The reason isn’t because Deputy Head Smpatyan is more informed as to the workings of the Inspectorate. In fact, Mr. Smpatyan couldn’t answer any of my questions and advised me to direct all my inquiries to the very top – to the Minister of Labor and Social Affairs. No one can ever remember State Labor Inspectorate Head Hakob Manukyan ever presenting a public accounting of the agency’s work during the two years he has directed it. The law, however, requires that he do so. Maybe Mr. Manukyan is not aware of his legal obligations or just maybe it’s his professional modesty that keeps him in the shadows.

We tried to get an understanding of the Inspectorate’s transparent operation from its official website. Aside from a few communiqués stating not much of anything, the site was useless. There wasn’t even information regarding complaints filed by citizens or their settlement status. The sad state of the agency’s website and its modus operandi in generally, merely serve to prove that the Inspectorate, rather than being created to defend employees’ rights under the law, is engaged in seeking loopholes to the law that can be conveniently used when necessary. In any event, it is clear that inspections carried out by the agency are not motivated by any desire to defend workers’ rights. Everywhere, there is talk of people being employed without proper work contracts and of not being paid.

The Inspectorate, in fact, revealed such violations even at Deno Gold, but sizing up the agency’s work performance, such violations didn’t seem to be of any concern. Work-related accidents aren’t mere coincidences, especially in the mining sector. Employees at Deno Gold say that miners are paid crumbs for the hazardous work they perform; when the workers don’t even know if they will make it through their shift alive. These fears aren’t misplaced. Just recently, on February 8, the latest in a series of accidents occurred. Armen Yeghiazaryan, a 33 year-old miner was killed at Deno Gold’s Shahumyan mine in Kapan The miner had worked there for over seven years in very hazardous conditions. And get this; the company hadn’t even paid him properly for night work.

The Inspectorate was also aware that more than 200 people were working at Deno without proper contracts and that each of them, on any given day, could meet a similar fate. It is incumbent on the Inspectorate to see that such things do not occur. Sadly, in Armenia, we are faced with a policy whereby violations are given legal protection. Last year, a bill to make modifications to the Labor Code was introduced in the parliament. One of the changes would allow for employment based on “verbal agreements”.

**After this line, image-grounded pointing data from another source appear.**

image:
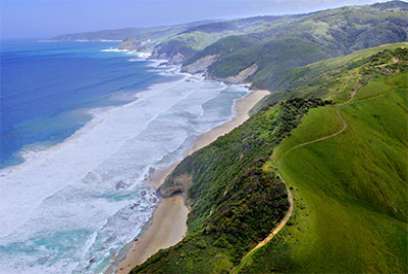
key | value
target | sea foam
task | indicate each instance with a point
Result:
(71, 207)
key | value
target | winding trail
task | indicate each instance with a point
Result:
(288, 214)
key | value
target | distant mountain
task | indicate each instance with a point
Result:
(338, 141)
(295, 41)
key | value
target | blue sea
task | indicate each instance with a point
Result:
(83, 127)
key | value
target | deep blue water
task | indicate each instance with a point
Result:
(45, 86)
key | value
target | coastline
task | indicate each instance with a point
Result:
(168, 225)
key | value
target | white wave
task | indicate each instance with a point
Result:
(139, 54)
(71, 206)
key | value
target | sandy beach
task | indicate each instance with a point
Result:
(168, 225)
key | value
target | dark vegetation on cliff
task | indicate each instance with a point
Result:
(234, 202)
(349, 188)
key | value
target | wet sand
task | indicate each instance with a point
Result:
(169, 223)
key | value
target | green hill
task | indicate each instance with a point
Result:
(343, 159)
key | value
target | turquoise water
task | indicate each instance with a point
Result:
(44, 84)
(83, 129)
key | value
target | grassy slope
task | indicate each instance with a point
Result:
(350, 190)
(307, 39)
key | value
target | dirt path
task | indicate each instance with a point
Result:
(288, 214)
(279, 226)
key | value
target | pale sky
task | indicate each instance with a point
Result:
(46, 18)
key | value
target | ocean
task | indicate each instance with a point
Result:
(83, 126)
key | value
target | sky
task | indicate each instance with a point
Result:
(47, 18)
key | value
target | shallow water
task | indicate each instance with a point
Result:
(72, 203)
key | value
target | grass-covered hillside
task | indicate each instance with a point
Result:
(306, 39)
(339, 146)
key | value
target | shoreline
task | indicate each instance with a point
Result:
(168, 225)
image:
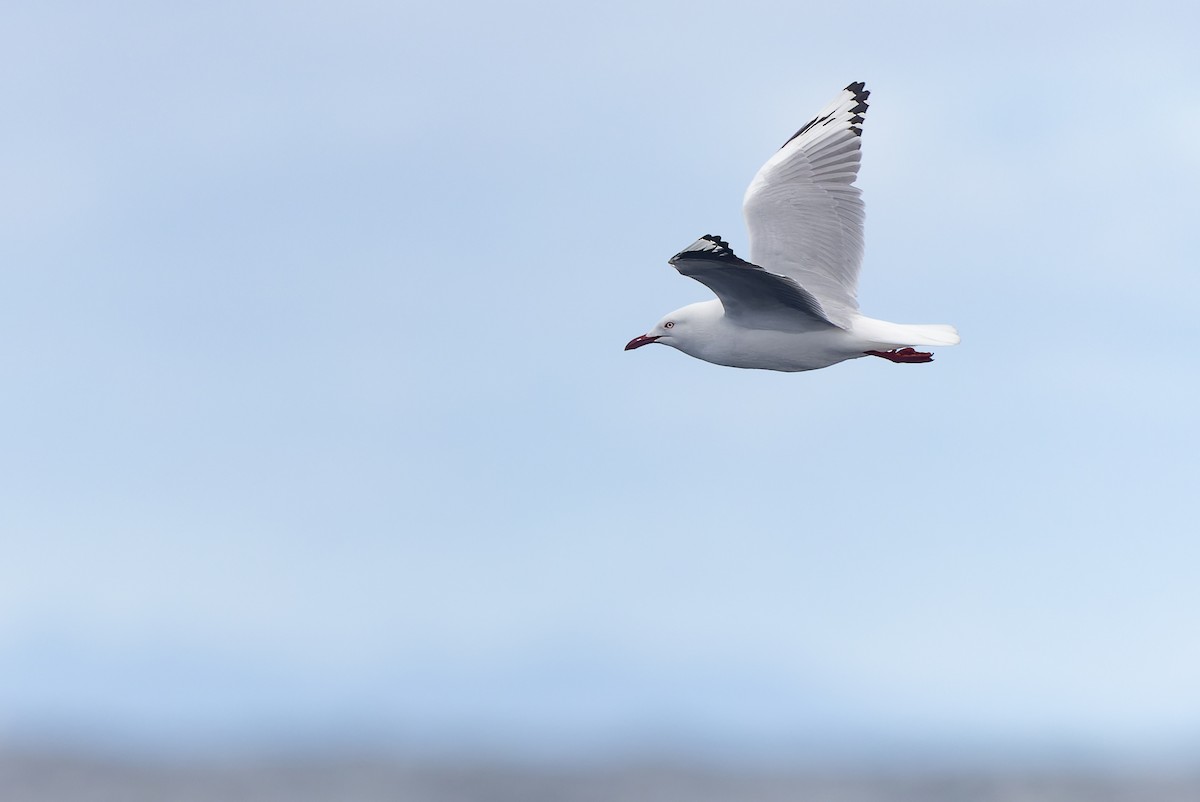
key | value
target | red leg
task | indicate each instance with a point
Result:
(904, 355)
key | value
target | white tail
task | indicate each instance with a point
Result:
(905, 334)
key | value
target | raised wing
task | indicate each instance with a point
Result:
(750, 295)
(805, 214)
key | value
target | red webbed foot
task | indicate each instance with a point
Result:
(910, 355)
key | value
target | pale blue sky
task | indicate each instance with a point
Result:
(317, 418)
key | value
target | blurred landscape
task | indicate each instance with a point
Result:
(323, 474)
(64, 778)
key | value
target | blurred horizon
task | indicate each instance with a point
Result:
(319, 435)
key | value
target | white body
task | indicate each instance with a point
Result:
(715, 339)
(793, 306)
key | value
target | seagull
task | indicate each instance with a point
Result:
(793, 305)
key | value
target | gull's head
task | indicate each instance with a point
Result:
(672, 330)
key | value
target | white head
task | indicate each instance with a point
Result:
(682, 327)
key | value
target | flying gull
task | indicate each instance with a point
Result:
(793, 305)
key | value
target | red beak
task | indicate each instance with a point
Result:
(637, 342)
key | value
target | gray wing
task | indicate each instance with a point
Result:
(804, 213)
(751, 297)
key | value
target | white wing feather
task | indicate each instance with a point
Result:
(804, 213)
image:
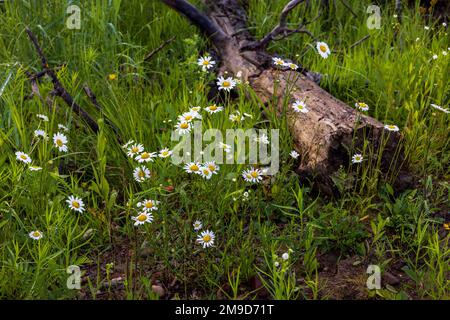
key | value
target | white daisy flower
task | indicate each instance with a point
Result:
(43, 117)
(141, 173)
(125, 146)
(165, 153)
(225, 147)
(189, 116)
(213, 108)
(291, 65)
(226, 84)
(60, 142)
(183, 127)
(197, 225)
(212, 166)
(142, 218)
(236, 117)
(40, 134)
(21, 156)
(357, 158)
(134, 150)
(300, 106)
(278, 62)
(264, 139)
(206, 63)
(323, 49)
(192, 167)
(145, 157)
(440, 108)
(148, 205)
(206, 238)
(252, 175)
(205, 172)
(62, 127)
(294, 154)
(362, 106)
(75, 203)
(391, 127)
(35, 235)
(195, 109)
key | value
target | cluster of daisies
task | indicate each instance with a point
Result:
(137, 152)
(206, 170)
(444, 53)
(59, 142)
(205, 238)
(283, 262)
(74, 203)
(146, 208)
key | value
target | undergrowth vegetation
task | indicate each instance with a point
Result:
(275, 238)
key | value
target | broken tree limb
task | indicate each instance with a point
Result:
(59, 88)
(329, 132)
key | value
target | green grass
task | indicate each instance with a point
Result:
(370, 223)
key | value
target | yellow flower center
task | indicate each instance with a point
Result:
(149, 204)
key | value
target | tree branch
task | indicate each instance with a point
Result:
(58, 87)
(281, 31)
(201, 20)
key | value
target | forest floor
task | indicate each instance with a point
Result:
(275, 237)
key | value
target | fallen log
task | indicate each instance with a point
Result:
(330, 130)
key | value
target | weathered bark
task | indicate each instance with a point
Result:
(329, 131)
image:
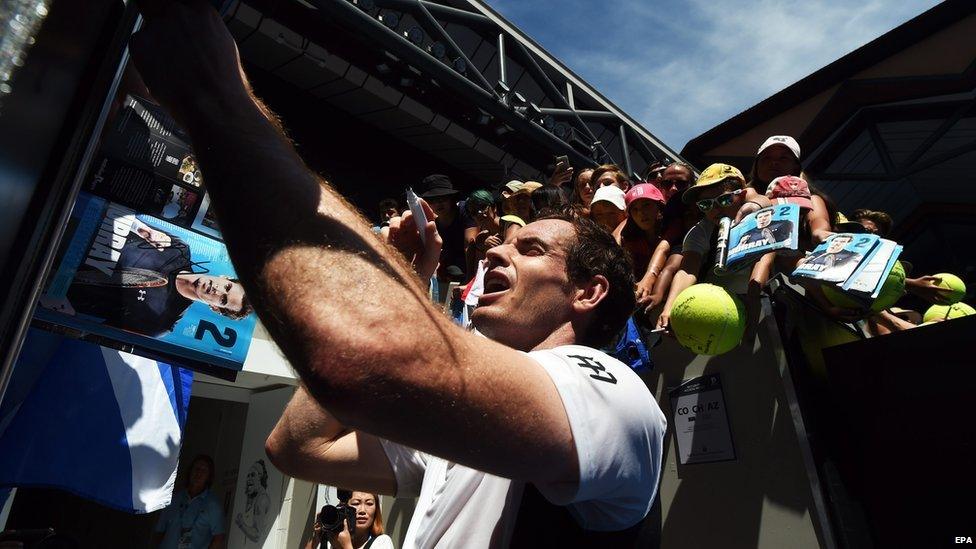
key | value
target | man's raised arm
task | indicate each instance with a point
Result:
(310, 263)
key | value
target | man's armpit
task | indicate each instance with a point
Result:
(356, 461)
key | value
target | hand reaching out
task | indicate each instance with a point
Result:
(405, 236)
(927, 288)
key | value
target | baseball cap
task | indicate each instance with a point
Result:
(844, 225)
(712, 175)
(510, 188)
(436, 185)
(611, 194)
(528, 187)
(783, 140)
(790, 189)
(642, 191)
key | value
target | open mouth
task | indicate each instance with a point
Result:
(496, 283)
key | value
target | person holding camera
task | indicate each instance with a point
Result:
(362, 510)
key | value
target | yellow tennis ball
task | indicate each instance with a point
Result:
(947, 312)
(708, 320)
(954, 283)
(891, 291)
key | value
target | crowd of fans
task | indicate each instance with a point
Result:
(668, 225)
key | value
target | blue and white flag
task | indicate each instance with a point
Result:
(100, 423)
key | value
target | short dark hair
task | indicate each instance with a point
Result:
(246, 307)
(613, 169)
(547, 199)
(595, 252)
(880, 219)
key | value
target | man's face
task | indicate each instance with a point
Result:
(764, 219)
(527, 292)
(675, 180)
(607, 215)
(484, 216)
(837, 244)
(776, 161)
(585, 187)
(868, 225)
(218, 291)
(717, 213)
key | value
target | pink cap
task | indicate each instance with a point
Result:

Did those who drafted such a bill ever ponder how a worker could hope to defend his or her rights in any state body based on such a non-written agreement? Let’s say a worker is disabled on the job and tries to petition the government for social benefits – the scenario is laughable. Or else just imagine the State Pension Agency taking the word of an employee filing for a pension who has no written record of ever being employed. How could they ever hope to prove what their work record is to get a fair and just pension?